The results provide some guidelines for entrepreneurship support policies in Chile. An immediate conclusion is that programs focused on strengthening capacities of individual entrepreneurs remain well warranted. However, there is a need for differentiated approaches tailored to different forms of entrepreneurship, which respond to different incentives and motivations and serve to different policy purposes. On the other hand, since location variables have a modest explanatory power and yield little marginal changes in the probability of being in self-employment, one may well wonder whether there is a role for place-based entrepreneurship support policies in Chile.
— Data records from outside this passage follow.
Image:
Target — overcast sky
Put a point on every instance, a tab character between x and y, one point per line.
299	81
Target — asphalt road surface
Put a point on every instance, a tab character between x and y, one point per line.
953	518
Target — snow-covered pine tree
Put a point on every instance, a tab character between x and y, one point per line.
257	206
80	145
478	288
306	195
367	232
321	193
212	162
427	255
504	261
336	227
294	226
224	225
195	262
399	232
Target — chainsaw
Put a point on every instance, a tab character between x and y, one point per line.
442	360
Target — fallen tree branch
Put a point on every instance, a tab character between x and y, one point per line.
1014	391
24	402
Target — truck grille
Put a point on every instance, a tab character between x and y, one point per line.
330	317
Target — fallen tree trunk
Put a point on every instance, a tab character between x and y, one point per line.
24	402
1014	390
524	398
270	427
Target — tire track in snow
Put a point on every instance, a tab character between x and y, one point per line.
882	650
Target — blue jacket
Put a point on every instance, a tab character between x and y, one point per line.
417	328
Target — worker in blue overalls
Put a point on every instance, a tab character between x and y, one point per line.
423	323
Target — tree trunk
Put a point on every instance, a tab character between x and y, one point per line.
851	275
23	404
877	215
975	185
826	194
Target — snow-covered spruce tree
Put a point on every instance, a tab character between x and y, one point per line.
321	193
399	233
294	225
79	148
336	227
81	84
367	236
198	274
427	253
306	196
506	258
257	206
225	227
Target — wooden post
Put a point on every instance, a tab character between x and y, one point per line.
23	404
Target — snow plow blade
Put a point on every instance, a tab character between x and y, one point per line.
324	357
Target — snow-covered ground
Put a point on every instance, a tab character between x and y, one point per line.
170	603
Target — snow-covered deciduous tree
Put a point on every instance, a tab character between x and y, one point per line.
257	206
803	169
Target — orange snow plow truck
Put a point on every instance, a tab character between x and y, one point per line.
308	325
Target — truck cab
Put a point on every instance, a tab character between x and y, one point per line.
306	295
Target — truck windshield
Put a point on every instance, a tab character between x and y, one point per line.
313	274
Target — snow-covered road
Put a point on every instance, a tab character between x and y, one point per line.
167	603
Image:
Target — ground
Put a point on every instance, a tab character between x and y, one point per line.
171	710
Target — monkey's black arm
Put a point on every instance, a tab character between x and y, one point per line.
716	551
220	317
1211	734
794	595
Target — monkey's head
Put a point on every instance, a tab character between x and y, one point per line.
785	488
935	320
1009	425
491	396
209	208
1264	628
We believe there is. First, several municipality-level variables (such as average schooling or the unemployment rate) significantly condition wages, employers’ earnings, and the probability of choosing self-employment. Second, the empirical model cannot capture to what extent the spatial distribution of individual traits is determined by place characteristics. Third, human capital sorts spatially in response to economic geography factors (Behrens and Robert-Nicoud, 2015). Yet, since the Chilean labor force is not very mobile, place-characteristic may be at least acting as barriers to interregional mobility. In sum, our estimations could be considered a lower bound of the true effect of place-heterogeneity.

In any case, the design and evaluation of entrepreneurship support initiatives should bear in mind that strengthening individual entrepreneurial skills and regional entrepreneurial environments will likely create, simultaneously, conditions for more and better jobs, particularly for individuals constrained in their labor opportunities and in places with thin labor markets. Therefore, such policies may not yield the expected results of immediately triggering local entrepreneurial activity.